Faz algumas semanas, Nelson Piquet foi cancelado.

Coroando uma carreira de anos emitindo comentários de gosto e educação duvidosos, Piquet disparou uma frase racista contra Lewis Hamilton e o inglês, como não poderia deixar de ser, expôs as palavras de Piquet a todo o mundo.

E, as pessoas, também como não poderia deixar de ser, cancelaram Piquet.

Cancelar equivale a tirar o megafone da internet daqueles que emitem comentários racistas, homofóbicos, machistas e por aí vai.

É a resposta democrática da internet para aqueles que não sabem utilizar o espaço que têm ou que não se preocupam em guardar para si seus pensamentos nefastos.

Ser cancelado não é coisa pouca, apesar de parecer uma bobagem.

Há quatro anos, apesar de estar longe de ser uma celebridade e não ter sido “cancelado”, senti na pele os efeitos de não ser capaz de falar nas redes sociais.

Isso aconteceu quando meu terceiro livro (à venda nas melhores livrarias do ramo, enquanto ainda existem livrarias), foi lançado numa quarta-feira, em 2018, três dias depois do domingo no qual Bolsonaro foi escolhido presidente.

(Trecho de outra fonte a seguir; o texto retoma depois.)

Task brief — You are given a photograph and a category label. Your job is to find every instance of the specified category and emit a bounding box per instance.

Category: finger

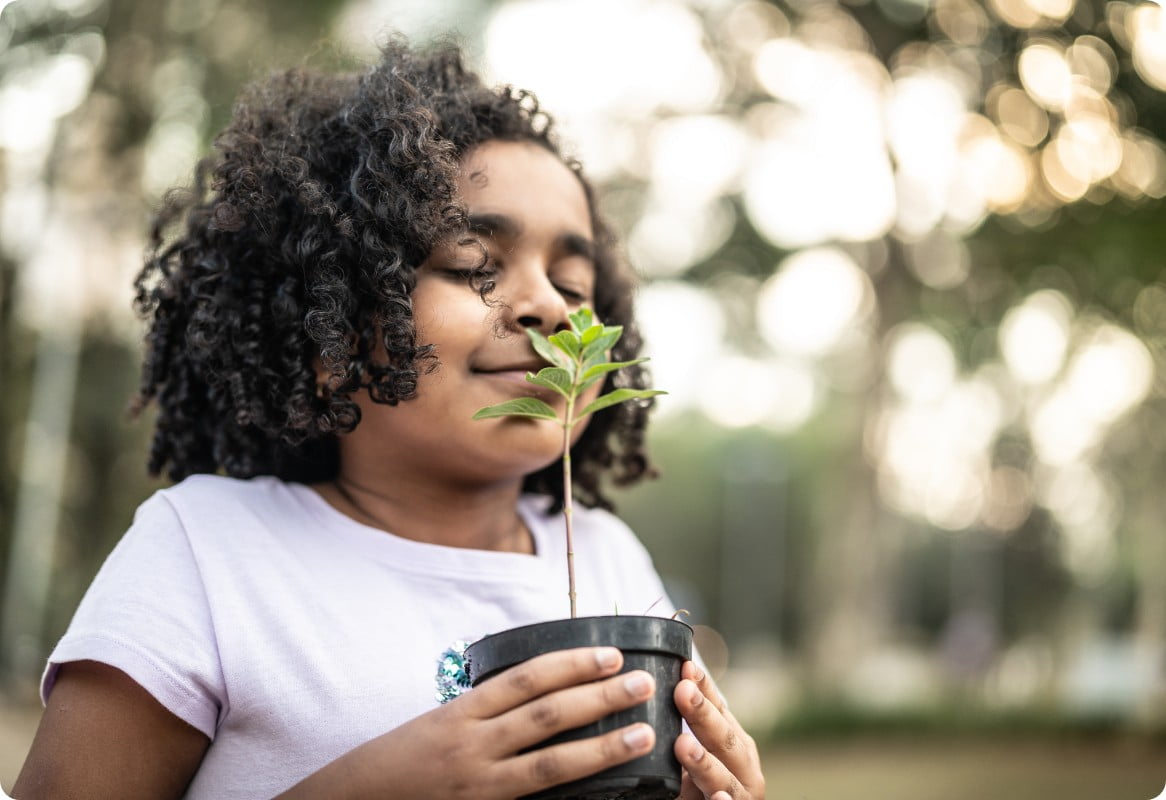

Na sexta-feira que antecedeu a votação, depois de meses alertando nas redes sociais dos perigos de ter alguém como ele na Presidência, mudei de estratégia.

Ao invés de criar textos novos, passei a véspera da eleição repostando frases famosas do então candidato.

Aquelas que todo mundo conhece, do tipo: “Tinha que matar uns trinta mil, começando pelo FHC”.

O bloqueio nas redes pode ser mais uma arma contra quem usa a internet para difundir o caos

Em poucas horas, o Facebook bloqueou minha conta por discurso de ódio.

Às vésperas do lançamento do livro, fui bloqueado porque o algoritmo imaginou que aquelas frases eram de minha autoria.

Ou porque muitos seguidores do presidente resolveram reclamar, nunca vou saber.

Não fui exatamente “cancelado”, mas fui impedido de divulgar o evento e o lançamento do livro foi para o vinagre.

Ser cancelado pode parecer uma bobagem para gente como nós, mas para quem deseja, ou precisa ser ouvido, pode trazer consequências catastróficas, veja o caso do Monark, por exemplo.Da noite para o dia perder milhões de seguidores não é fácil.

Para políticos, então, é ainda pior, pergunte para o Arthur do Val.

Por tudo isso, é curioso que alguém tão conhecido, que precisa e utiliza tanto a internet, como nosso presidente, jamais tenha sido cancelado.

E, convenhamos, não faltou motivo.

Quando o assunto é preconceito, seja de cor, raça, gênero, religião, não existe balança para pesar a gravidade ou comparar o valor de uma frase versus outra.

Mas, sem dúvida, nosso mandatário emitiu uma quantidade astronomicamente maior do que qualquer outro cancelado famoso de frases com conteúdo terrível. Doses sem precedente de ódio contra pretos, indígenas, quilombolas, homossexuais, mulheres e quem mais você quiser apontar.

Me pergunto o porquê de não ter sofrido as mesmas consequências de Piquet, Monark ou Arthur do Val.

Não deve ser porque Bolsonaro é poderoso.

Afinal essa invenção das novas gerações não se submete às regras do poder.

Qualquer um pode ser cancelado, exatamente porque é a mão invisível da internet quem impõe o julgamento.

Agora vem chegando mais uma eleição.

Enquanto Bolsonaro e vozes do Planalto falam claramente sobre tumultuar as ruas no dia Sete de Setembro, para quem sabe, inviabilizar a eleição, esse tal de cancelamento ganha ainda maior importância.

O cancelamento de qualquer político que se atreva a ameaçar a democracia que conquistamos muito antes de existir a rede mundial de computadores, pode ser uma bobagem, mas é mais uma ferramenta para silenciar quem não sabe o que diz, para quem divulga o ódio e o caos social.

E, principalmente, para quem sabe exatamente o que diz e aquilo que diz põe em risco o que temos de mais importante.

Quem sabe nesses próximos meses o botão de cancelamento esteja na ponta dos dedos de todos os brasileiros. Para ajudar a garantir que a tecla das urnas também possa estar.